1. The Camera: The Mind’s Eye
Our mind relates to a camera’s point of view as if we are watching a reality through our own eyes. What was so powerful about the dangling piano story? If you saw that scene in real life, you would probably be terrified! That first-person perspective is the power video has over any other communication medium. Where the camera is, the viewer’s eyes are.
Your audience will see situations, characters and scenes as you want them to be seen. Angle a bird’s eye view to make them feel omniscient or walk them through a scene slowly to build suspense. Composition, color, lighting and movement influence the emotional tone of a camera shot. Unlike in real life, the camera’s perspective is the only one we get. Conscious use of it can guide the viewer’s mind to help tell a story. We can surprise viewers, add to what they know, and increase involvement as the story unfolds.

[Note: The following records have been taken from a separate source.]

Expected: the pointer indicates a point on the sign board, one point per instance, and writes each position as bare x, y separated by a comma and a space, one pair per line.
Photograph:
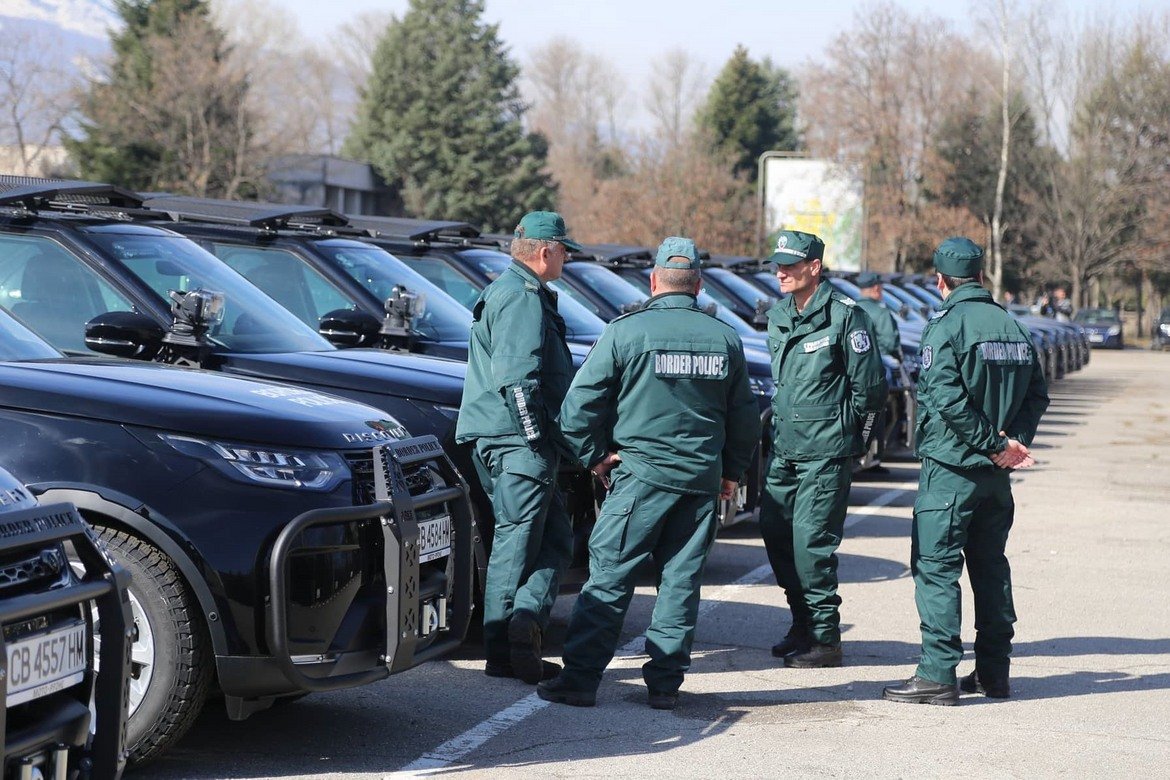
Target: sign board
817, 197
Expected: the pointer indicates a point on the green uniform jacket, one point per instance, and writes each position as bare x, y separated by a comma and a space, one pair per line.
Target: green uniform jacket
889, 342
518, 366
666, 387
979, 375
830, 380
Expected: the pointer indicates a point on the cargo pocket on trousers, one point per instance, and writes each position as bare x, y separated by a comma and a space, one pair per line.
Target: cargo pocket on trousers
527, 463
608, 538
935, 519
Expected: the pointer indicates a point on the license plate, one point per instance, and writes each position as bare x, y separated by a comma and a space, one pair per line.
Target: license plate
46, 663
434, 538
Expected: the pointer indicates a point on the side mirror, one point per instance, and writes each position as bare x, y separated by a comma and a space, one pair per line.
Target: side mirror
124, 335
346, 328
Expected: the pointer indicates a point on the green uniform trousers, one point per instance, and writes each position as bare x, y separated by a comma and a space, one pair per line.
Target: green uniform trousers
532, 539
962, 512
802, 519
637, 522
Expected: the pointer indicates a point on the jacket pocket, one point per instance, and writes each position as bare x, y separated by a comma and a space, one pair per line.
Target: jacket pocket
610, 532
936, 526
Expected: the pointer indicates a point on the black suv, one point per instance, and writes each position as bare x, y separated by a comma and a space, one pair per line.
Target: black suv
357, 295
61, 718
252, 517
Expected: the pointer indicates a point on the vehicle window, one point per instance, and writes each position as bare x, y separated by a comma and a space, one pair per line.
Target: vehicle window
286, 278
379, 271
53, 291
253, 322
446, 278
18, 343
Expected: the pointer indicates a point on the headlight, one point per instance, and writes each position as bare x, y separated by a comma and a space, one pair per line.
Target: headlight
762, 386
298, 470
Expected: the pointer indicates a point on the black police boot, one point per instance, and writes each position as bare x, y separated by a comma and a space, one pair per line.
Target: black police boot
797, 640
993, 688
817, 656
917, 690
503, 669
558, 691
662, 701
524, 647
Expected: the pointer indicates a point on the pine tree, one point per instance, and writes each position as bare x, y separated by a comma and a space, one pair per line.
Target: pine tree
441, 119
749, 110
170, 114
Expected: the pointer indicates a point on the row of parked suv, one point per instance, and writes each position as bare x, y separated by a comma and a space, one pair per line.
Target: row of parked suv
270, 455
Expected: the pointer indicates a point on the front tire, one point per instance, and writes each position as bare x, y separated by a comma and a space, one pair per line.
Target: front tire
171, 660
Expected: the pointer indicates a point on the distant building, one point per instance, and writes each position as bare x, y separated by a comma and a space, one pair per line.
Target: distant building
345, 186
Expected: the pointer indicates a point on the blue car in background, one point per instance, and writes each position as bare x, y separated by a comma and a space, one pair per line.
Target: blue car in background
1102, 326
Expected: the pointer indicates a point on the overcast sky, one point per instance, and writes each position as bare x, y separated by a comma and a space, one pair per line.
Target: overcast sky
632, 33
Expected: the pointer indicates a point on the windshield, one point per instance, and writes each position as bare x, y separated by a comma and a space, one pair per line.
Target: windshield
610, 287
253, 323
1096, 316
379, 271
18, 343
740, 287
580, 323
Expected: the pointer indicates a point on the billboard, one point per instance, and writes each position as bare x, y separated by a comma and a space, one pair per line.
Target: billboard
817, 197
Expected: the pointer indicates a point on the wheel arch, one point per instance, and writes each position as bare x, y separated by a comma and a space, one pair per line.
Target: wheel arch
146, 524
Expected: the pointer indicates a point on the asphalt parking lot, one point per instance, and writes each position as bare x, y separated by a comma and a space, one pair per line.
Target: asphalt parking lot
1091, 677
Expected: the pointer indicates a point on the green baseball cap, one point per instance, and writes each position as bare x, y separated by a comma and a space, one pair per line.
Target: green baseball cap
958, 256
545, 226
795, 246
679, 253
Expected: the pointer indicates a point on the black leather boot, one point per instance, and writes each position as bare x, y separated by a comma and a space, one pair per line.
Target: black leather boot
917, 690
993, 688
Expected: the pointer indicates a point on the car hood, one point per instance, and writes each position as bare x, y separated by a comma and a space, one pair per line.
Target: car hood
414, 377
197, 402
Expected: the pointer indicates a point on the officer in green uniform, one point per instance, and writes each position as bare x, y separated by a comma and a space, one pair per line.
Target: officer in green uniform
662, 411
830, 387
889, 342
518, 370
981, 395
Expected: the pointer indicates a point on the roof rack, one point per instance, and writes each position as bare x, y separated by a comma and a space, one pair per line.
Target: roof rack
255, 214
35, 194
397, 227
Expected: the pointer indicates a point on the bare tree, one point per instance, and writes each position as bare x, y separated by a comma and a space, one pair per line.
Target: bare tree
36, 98
678, 84
879, 98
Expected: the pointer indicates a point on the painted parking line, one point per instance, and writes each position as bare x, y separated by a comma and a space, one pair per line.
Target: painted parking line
456, 749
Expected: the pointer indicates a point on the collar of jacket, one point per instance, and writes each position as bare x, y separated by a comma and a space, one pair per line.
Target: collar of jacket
785, 311
530, 277
670, 301
969, 291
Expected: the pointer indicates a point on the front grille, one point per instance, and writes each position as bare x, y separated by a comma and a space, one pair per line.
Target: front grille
48, 565
419, 480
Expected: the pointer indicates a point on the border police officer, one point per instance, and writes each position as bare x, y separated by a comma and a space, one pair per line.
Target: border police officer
830, 387
981, 395
517, 373
889, 342
663, 408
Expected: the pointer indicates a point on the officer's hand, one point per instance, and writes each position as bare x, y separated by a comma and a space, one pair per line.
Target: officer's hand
601, 468
1014, 456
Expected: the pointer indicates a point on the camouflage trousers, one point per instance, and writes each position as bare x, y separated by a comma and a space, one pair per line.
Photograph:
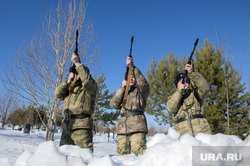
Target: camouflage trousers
79, 137
198, 125
135, 142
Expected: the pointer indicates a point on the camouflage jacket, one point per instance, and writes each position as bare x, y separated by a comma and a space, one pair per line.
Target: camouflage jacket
136, 101
82, 100
193, 103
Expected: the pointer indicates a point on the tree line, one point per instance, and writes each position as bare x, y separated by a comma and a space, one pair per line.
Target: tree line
226, 107
42, 63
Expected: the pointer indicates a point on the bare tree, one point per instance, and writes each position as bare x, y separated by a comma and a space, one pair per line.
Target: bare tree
8, 104
42, 64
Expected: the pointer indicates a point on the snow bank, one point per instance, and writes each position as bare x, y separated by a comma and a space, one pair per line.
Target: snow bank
162, 150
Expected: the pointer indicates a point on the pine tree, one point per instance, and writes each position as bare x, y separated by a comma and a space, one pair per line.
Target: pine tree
102, 105
226, 94
160, 78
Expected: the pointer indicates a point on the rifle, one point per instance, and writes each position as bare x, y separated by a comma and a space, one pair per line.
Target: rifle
128, 74
73, 68
189, 62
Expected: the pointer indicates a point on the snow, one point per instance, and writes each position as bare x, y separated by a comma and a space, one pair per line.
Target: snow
20, 149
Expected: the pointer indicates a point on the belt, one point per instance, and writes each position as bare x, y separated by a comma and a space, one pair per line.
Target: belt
76, 116
132, 113
190, 117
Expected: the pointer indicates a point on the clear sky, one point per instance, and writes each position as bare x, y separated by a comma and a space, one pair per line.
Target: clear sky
158, 26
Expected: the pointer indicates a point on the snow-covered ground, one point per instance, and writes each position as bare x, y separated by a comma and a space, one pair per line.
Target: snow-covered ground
20, 149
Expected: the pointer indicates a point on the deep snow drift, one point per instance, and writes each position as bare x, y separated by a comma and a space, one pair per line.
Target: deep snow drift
21, 149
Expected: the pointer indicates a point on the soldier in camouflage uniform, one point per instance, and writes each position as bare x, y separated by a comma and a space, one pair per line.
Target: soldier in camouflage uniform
187, 103
78, 106
132, 126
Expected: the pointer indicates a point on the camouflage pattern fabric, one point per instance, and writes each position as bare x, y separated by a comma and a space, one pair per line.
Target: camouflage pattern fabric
79, 137
82, 100
135, 143
190, 105
136, 101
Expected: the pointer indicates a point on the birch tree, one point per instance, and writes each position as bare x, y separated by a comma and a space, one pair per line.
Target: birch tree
42, 63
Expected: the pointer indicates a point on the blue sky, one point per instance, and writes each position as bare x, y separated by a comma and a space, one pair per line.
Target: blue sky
158, 26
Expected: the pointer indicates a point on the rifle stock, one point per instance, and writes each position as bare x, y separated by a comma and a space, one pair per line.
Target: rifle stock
128, 75
189, 61
73, 68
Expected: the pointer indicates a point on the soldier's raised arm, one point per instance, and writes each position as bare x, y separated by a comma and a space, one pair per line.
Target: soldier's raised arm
201, 83
62, 90
174, 102
142, 83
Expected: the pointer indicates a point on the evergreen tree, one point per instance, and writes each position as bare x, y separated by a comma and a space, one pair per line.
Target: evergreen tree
160, 78
102, 104
227, 103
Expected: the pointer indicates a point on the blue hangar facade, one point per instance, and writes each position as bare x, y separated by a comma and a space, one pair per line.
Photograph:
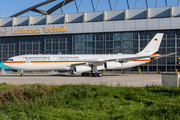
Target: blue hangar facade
99, 32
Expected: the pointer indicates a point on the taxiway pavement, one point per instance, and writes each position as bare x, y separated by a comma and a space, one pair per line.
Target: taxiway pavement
134, 80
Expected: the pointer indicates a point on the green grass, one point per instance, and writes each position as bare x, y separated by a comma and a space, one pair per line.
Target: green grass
88, 102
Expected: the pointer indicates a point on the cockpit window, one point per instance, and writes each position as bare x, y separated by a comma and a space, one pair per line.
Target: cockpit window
9, 60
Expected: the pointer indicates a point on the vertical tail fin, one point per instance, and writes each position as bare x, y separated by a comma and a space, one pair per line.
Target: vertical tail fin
153, 45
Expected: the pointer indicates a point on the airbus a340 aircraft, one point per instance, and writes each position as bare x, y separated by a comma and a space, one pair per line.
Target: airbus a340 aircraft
87, 65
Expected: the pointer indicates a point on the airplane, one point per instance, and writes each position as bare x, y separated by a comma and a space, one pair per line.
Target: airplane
87, 65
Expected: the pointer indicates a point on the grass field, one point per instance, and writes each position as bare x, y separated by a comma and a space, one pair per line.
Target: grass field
88, 102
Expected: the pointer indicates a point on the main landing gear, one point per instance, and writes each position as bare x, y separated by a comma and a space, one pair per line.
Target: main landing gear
92, 74
22, 73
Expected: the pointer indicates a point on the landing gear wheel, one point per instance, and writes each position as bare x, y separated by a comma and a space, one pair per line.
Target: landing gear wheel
22, 75
83, 74
73, 73
99, 74
94, 74
89, 74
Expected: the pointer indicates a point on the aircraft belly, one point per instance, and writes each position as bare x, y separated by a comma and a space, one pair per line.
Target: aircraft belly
132, 64
34, 66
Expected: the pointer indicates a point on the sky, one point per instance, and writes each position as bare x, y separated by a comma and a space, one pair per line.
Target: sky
10, 7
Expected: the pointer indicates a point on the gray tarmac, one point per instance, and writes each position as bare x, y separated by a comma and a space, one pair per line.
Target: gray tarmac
134, 80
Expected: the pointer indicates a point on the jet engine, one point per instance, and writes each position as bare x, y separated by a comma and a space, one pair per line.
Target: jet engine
113, 65
80, 69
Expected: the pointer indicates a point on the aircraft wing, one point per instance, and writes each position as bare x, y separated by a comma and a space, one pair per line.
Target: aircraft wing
160, 56
101, 62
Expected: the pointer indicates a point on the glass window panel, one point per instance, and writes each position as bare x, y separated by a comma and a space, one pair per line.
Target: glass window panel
117, 36
84, 52
117, 44
11, 54
11, 47
109, 36
126, 44
76, 51
29, 46
171, 43
22, 46
143, 35
76, 45
178, 52
48, 46
163, 43
22, 53
178, 33
69, 37
1, 40
171, 68
35, 52
84, 37
178, 42
154, 62
134, 35
116, 51
63, 38
143, 43
91, 51
63, 46
5, 55
162, 61
76, 37
126, 51
134, 44
11, 40
143, 68
99, 51
99, 45
5, 47
84, 45
171, 34
126, 36
170, 60
91, 45
170, 50
162, 68
35, 46
28, 52
55, 46
48, 52
109, 44
99, 36
48, 39
91, 37
152, 68
134, 51
109, 51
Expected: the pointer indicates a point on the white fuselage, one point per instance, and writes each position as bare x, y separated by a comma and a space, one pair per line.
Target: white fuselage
64, 62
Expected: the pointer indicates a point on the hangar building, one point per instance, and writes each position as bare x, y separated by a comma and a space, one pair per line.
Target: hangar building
99, 32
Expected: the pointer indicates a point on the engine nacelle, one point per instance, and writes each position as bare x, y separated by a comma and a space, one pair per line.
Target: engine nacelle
80, 69
113, 65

2. Editing: The Story Progresses
Each shot and the order in which you see it can be carefully selected to move the story forward. What to show and when to show it is at the heart of the most powerful storytelling technique of the medium. If the next shot in our piano story were to reveal that all of this danger is actually part of an amusement park ride, our idea of what’s going on would change significantly, stirring our story with an interesting twist.
Carefully and consciously created visuals alone can craft a wonderful narrative, and our visually-oriented brains will follow along, even when there are no words. Check out this clip from Disney Pixar’s UP.
A couple’s entire life together is movingly summarized without a single word. We’ll be surprised if you don’t have a bit of water in your eyes by the end. (Note the foreshadowing use of balloons to lift objects–a big part of the story later.)
3. Sound: It’s Half the Picture
Think about the dangling piano again–you don’t just see the giant shadow on the ground and the fraying rope above you. You also hear the creak as it swings in the breeze, the discordant music from the wires inside and the panic in the voices of the people urging you away from its path. Sound can “show” things that aren’t seen, and can be used to add depth, atmosphere and realism to scenes.
The most obvious role of sound as a storytelling element is in music, which underscores the mood of a scene. Musical themes can be used to great effect, especially when played more than once to reemphasize a situation or feeling.
“Jaws” would have been an entirely different movie without those two thematic notes.
Listen to the way the sound effects and music propel the story here in an excerpt from “Slumdog Millionaire.” Try listening with your eyes closed and you’ll still get the picture.
If a picture is worth a thousand words, how many is a video worth?
Video communicates depth, complexity, and nuance in a way our brains are naturally attuned to pick up: we understand more than just what we’re seeing on the surface. Understanding how to use every storytelling tool the medium provides involves science and art. How will you tell your story?